Pemerintah kerap menyatakan, dampak kenaikan harga BBM subsidi pada September 2022 terhadap inflasi bakal mereda bahkan menghilang pada tahun ini. BPS, Senin (1/10/2023), mengonfirmasi hal itu bahwa efek dasar kenaikan harga BBM subsidi pada tahun lalu sudah menghilang per Agustus 2023. Sementara kenaikan harga BBM nonsubsidi per 1 September 2023 lebih kecil dampaknya dari tahun lalu.
Hal serupa juga akan berlaku sama terhadap kenaikan harga beras. Selama harga beras dan BBM sudah telanjur naik atau membentuk harga baru yang lebih tinggi dari harga lama, hal itu bakal tetap langgeng menggerus dompet masyarakat. Seiring berjalannya waktu, efek dasar inflasi atas kenaikan harga itu akan menurun, tetapi tidak untuk pengeluaran masyarakat.
Saat ini, pemerintah gencar memberikan bantuan beras kepada keluarga berpenghasilan rendah. Pemerintah juga pernah memberikan bantuan langsung tunai kepada mereka untuk mengompensasi kenaikan harga BBM subsidi.
Kecemasan masyarakat telah bergeser dari pandemi ke biaya hidup yang semakin tinggi di saat penghasilan usaha, serta upah atau gaji, masih tertatih-tatih mengisi dompet bahkan tabungan.

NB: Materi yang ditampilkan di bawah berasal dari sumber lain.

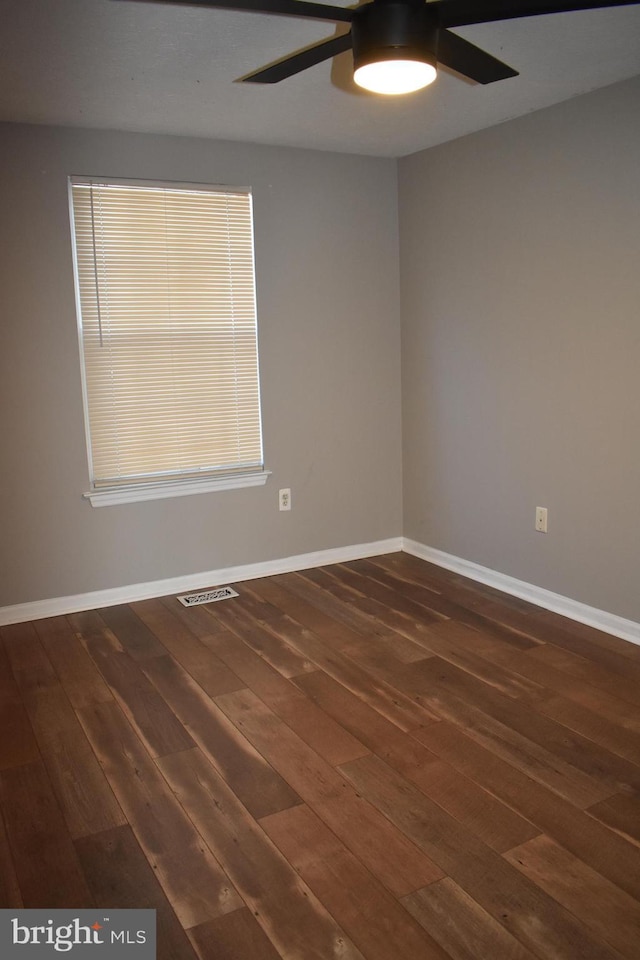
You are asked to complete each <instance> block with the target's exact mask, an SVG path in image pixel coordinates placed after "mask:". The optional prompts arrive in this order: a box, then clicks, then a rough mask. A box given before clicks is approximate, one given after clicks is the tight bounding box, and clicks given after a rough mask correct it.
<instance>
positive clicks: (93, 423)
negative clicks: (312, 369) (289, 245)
mask: <svg viewBox="0 0 640 960" xmlns="http://www.w3.org/2000/svg"><path fill="white" fill-rule="evenodd" d="M71 195H72V212H73V223H74V236H75V261H76V276H77V289H78V303H79V313H80V327H81V345H82V358H83V363H84V388H85V401H86V420H87V432H88V435H89V448H90V462H91V473H92V484H93V486H94V488H100V487H101V486H102V487H104V486H105V485H106V486H114V485H120V484H132V483H136V484H140V483H145V482H146V483H148V482H151V481H153V482H157V481H159V480H166V481H171V480H175V479H176V478H178V479H179V478H181V479H184V478H195V477H202V476H210V475H214V476H219V475H223V476H226V475H229V474H233V473H242V472H251V471H253V472H255V471H256V469H261V468H262V436H261V424H260V397H259V381H258V353H257V325H256V305H255V282H254V264H253V222H252V206H251V195H250V193H249V192H248V191H246V190H237V191H236V190H227V189H221V188H220V189H217V188H200V187H195V186H194V187H192V186H187V187H181V186H176V185H160V186H157V185H153V184H140V183H139V182H132V183H122V182H109V183H106V182H98V181H90V180H85V179H80V178H73V179H72V180H71Z"/></svg>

Bantuan-bantuan itu bagus karena memberikan bantalan sosial. Namun, bantuan itu sifatnya hanya sementara. Ketika bantuan sudah tak lagi diberikan, masyarakat kembali mati-matian bertahan hidup di era barang dan jasa yang serba naik dan serba mahal.
Bagi para buruh atau pekerja formal, mau menuntut kenaikan upah atau gaji juga kesulitan. Sejak pandemi atau mungkin bahkan sebelum pandemi, tuntutan itu selalu terbentur dengan refrain ”perusahaan sedang tidak baik-baik saja”.
Di balik (angka) inflasi, entah itu rendah atau tinggi, bahkan deflasi, kenaikan harga barang dan jasa masih menjadi beban masyarakat. Kecemasan masyarakat telah bergeser dari pandemi ke biaya hidup yang semakin bertambah tinggi di saat penghasilan usaha, serta upah atau gaji, masih tertatih-tatih mengisi dompet bahkan tabungan.